The Conventional Wisdom Trap

Published by admin on June 22nd, 2012

  “In this economy, people are just looking for a deal” – Customer of mine who shall remain nameless

Conventional economic wisdom says that the reactions to price fluctuations should be inversely proportional (assuming there is adequate demand for a product or service).  Drop the price, consumers buy more.  Raise the price, consumers buy less.  But there’s a quirky thing about manipulating price and using price offers…

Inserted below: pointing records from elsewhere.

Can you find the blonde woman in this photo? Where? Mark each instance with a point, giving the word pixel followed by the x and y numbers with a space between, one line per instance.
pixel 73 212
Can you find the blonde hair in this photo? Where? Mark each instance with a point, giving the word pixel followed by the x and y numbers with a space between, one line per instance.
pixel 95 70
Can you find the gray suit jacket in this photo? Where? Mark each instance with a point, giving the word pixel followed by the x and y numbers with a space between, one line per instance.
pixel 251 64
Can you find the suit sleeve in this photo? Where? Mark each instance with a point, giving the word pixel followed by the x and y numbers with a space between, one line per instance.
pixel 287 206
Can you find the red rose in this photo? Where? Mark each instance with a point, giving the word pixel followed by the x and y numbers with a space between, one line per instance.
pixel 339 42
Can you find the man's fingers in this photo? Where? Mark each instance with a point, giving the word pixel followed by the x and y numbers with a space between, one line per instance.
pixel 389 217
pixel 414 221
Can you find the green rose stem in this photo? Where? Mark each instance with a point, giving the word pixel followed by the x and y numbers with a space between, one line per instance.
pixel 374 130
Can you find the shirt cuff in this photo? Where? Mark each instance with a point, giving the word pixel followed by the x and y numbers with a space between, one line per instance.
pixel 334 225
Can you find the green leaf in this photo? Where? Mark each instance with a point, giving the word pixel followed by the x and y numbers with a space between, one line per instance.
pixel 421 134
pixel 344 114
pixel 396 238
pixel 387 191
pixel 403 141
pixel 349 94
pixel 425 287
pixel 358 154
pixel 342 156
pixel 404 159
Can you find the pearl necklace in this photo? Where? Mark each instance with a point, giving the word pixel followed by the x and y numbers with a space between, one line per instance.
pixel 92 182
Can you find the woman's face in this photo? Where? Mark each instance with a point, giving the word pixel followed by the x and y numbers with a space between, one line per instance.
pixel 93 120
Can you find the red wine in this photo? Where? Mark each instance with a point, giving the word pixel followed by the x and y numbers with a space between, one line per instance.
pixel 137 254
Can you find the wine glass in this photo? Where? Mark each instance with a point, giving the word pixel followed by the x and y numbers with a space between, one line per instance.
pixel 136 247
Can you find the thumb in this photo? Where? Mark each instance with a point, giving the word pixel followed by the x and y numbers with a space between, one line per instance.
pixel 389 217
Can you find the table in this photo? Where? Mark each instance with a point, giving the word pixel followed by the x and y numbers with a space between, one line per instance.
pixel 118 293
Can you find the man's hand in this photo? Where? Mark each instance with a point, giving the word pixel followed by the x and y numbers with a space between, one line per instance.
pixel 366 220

Prices have meaning beyond “the price”: Because we make decisions emotionally, consumers are irrational beings.  We imbue variables like price fluctuations with feeling or meaning.  The short-term reward from a discounted price offer is disproportionate to the fear of loss over a price increase. Manipulating prices to attract business in the short-term is a slippery slope and it is very difficult to recover from for three scientific reasons:

1)       Loss Aversion- Loss aversion is a conditioned response that refers to a person’s tendency to avoid loss over acquiring a gain. It is an emotion rooted in fear and it is innate in all of us.  The less the emotional connection there is, the more important price becomes as a factor. With no “emotional tie-breaker”, your customer is more likely to revert to the emotion of fear in the form of loss aversion and think in terms of potential losses vs. potential gains, and pay the lower price.

2)       Value Attribution- Consumers attribute value based on their initial perception. Particularly when attempting to attract new customers, the lifeblood of any growing business, “first impression” is difficult to overcome. If you use price tactics to attract customers, you can expect to lose them to a competitor on price as well.  Moreover, price tactics alone make building repeat and referral business a challenge. Asking a customer to pay $20 for a lunch that she paid $10 for the first time she patronized the business is a tricky proposition.

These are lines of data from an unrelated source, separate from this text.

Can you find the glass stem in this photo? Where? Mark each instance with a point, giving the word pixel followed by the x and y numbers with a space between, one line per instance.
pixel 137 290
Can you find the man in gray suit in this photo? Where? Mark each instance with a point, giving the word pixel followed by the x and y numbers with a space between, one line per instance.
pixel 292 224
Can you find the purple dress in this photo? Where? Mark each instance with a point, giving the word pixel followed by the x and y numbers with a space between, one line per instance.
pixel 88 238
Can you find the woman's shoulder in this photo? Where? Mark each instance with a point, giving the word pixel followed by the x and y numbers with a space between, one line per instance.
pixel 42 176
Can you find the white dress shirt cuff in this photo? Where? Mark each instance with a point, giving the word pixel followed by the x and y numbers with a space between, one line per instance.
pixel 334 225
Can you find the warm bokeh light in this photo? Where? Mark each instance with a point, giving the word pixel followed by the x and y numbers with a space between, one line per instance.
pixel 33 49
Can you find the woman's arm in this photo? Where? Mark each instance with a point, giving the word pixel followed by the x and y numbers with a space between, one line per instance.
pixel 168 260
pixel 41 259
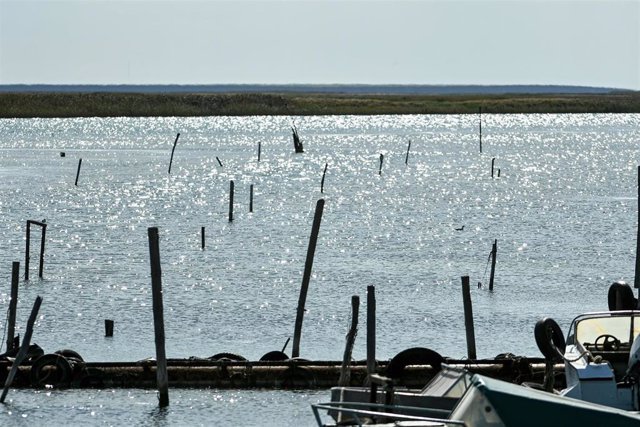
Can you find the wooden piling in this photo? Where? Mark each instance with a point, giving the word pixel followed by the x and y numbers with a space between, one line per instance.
pixel 345 369
pixel 371 329
pixel 108 327
pixel 78 172
pixel 468 319
pixel 480 130
pixel 315 230
pixel 158 319
pixel 13 305
pixel 251 198
pixel 43 225
pixel 494 253
pixel 406 159
pixel 172 151
pixel 326 165
pixel 231 201
pixel 636 280
pixel 22 353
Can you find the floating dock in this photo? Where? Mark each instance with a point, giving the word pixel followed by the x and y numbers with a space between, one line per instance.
pixel 60 372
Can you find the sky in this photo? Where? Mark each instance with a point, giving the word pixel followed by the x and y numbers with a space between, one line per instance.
pixel 439 42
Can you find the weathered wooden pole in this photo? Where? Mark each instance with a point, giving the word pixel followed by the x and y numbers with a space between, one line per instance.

3)       Confirmation Bias- Similar to value attribution, confirmation bias is our natural inclination to favor information that confirms our initial impression.  What we believe is our reality, and we reject evidence that contradicts our beliefs.  Confirmation bias is a key-critical element in long term planning of your advertising.  There can only be one price-leader in any given category, and chances are you are not it. In the long run, raising the anticipated value and creating the confirmation bias of an excellent customer experience is always the more profitable move.